Essa metodologia combina duas técnicas: a cromatografia gasosa, que se baseia na separação de compostos voláteis em uma mistura, utilizando um gás como fase móvel; e a espectrometria de massa, que é baseada na medição da massa de íons, permitindo a análise de moléculas em níveis extremamente baixos de concentração.

O laudo preventivo, apontando se as bebidas do estabelecimento estão livres de contaminação, demora em torno de 10 dias úteis para sair. "Com essa perícia preventiva, bares mostram para os seus clientes que eles estão preocupados com a saúde pública e que eles não precisam entrar em pânico", ressalta Lima.

Tipos recorrentes de intoxicação

Embora o metanol seja o principal vilão da atual crise no setor de bebidas alcoólicas, o perito explica que a adulteração mais comum no Brasil ainda envolve o teor de etanol. "A porcentagem de álcool é muito maior do que era para ser. Às vezes, a falsificação é feita por diluição de água. Mas já ouvi peritos criminais afirmando que foram encontradas bebidas com álcool 70% (álcool etílico) na época da pandemia de Covid-19", conta. Outros casos envolvem bebidas artesanais diluídas com outros álcoois, como o de milho.

O químico ressalta que a maioria dos profissionais envolvidos na investigação de casos com metanol atua na perícia criminal — quando já existem vítimas. "Quando há o óbito da vítima por metanol e outras substâncias existe um protocolo no qual se costuma solicitar exames toxicológicos", conta. "Vão recolher amostras de sangue, de urina, de vísceras do pulmão, do estômago com todo o seu conteúdo e do rim também. Com todas essas amostras, o legista solicita uma análise toxicológica para a verificação de várias substâncias que podem ter causado aquela intoxicação", detalha.

Recentemente, o Ministro da Saúde, Alexandre Padilha, destacou a importância de manter medidas de prevenção. "Posso dizer que temos três regras em relação às bebidas alcoólicas: se beber, não dirija; se beber, mantenha-se hidratado e bem alimentado, pois isso reduz os impactos de uma bebida adulterada; e, se for beber, certifique-se da segurança da origem, verificando se o lacre está intacto”, alertou.

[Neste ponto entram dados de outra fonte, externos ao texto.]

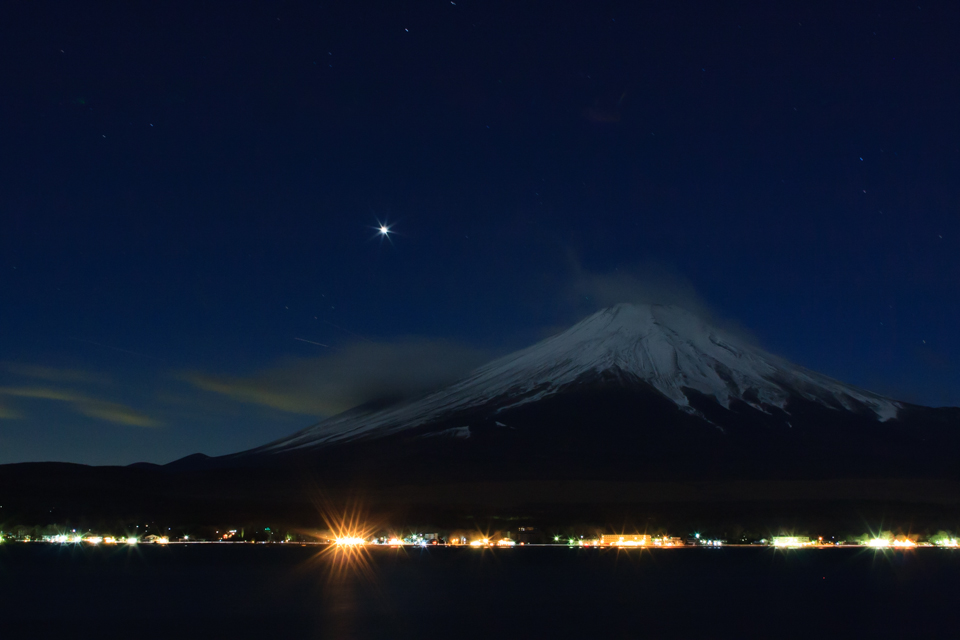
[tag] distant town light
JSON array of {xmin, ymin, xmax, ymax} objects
[{"xmin": 335, "ymin": 536, "xmax": 367, "ymax": 547}]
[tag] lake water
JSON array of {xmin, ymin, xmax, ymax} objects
[{"xmin": 0, "ymin": 543, "xmax": 960, "ymax": 638}]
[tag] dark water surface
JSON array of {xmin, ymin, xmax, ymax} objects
[{"xmin": 0, "ymin": 544, "xmax": 960, "ymax": 638}]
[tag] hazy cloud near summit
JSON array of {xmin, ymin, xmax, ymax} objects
[
  {"xmin": 183, "ymin": 338, "xmax": 489, "ymax": 416},
  {"xmin": 570, "ymin": 264, "xmax": 713, "ymax": 319},
  {"xmin": 566, "ymin": 258, "xmax": 760, "ymax": 346}
]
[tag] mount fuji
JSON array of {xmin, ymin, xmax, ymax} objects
[
  {"xmin": 0, "ymin": 304, "xmax": 960, "ymax": 527},
  {"xmin": 218, "ymin": 304, "xmax": 960, "ymax": 479}
]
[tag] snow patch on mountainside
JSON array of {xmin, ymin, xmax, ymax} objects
[{"xmin": 255, "ymin": 304, "xmax": 900, "ymax": 451}]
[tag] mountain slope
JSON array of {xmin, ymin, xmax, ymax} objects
[{"xmin": 250, "ymin": 304, "xmax": 904, "ymax": 454}]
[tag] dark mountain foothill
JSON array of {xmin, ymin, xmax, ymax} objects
[{"xmin": 0, "ymin": 305, "xmax": 960, "ymax": 526}]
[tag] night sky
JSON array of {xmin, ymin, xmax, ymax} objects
[{"xmin": 0, "ymin": 0, "xmax": 960, "ymax": 464}]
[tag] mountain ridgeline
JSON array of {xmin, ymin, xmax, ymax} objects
[
  {"xmin": 0, "ymin": 304, "xmax": 960, "ymax": 528},
  {"xmin": 225, "ymin": 304, "xmax": 960, "ymax": 481}
]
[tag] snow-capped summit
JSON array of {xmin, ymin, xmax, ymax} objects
[{"xmin": 257, "ymin": 304, "xmax": 901, "ymax": 453}]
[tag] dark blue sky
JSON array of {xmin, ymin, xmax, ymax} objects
[{"xmin": 0, "ymin": 0, "xmax": 960, "ymax": 464}]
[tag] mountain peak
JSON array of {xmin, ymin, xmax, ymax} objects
[{"xmin": 253, "ymin": 303, "xmax": 901, "ymax": 451}]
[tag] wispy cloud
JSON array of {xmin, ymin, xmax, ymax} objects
[
  {"xmin": 0, "ymin": 362, "xmax": 110, "ymax": 384},
  {"xmin": 183, "ymin": 339, "xmax": 488, "ymax": 416},
  {"xmin": 0, "ymin": 402, "xmax": 23, "ymax": 420},
  {"xmin": 74, "ymin": 400, "xmax": 160, "ymax": 427},
  {"xmin": 0, "ymin": 386, "xmax": 159, "ymax": 427}
]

Para Lima, não é preciso deixar de consumir álcool, desde que essas medidas sejam tomadas com cautela. "Basta tomar cuidado onde irá fazer a ingestão, procurar bares legalizados, de confiança, que te apresente um laudo de qualidade. [O conselho é] procurar sempre esse tipo de estabelecimento para que você não corra o risco de contaminação", recomenda.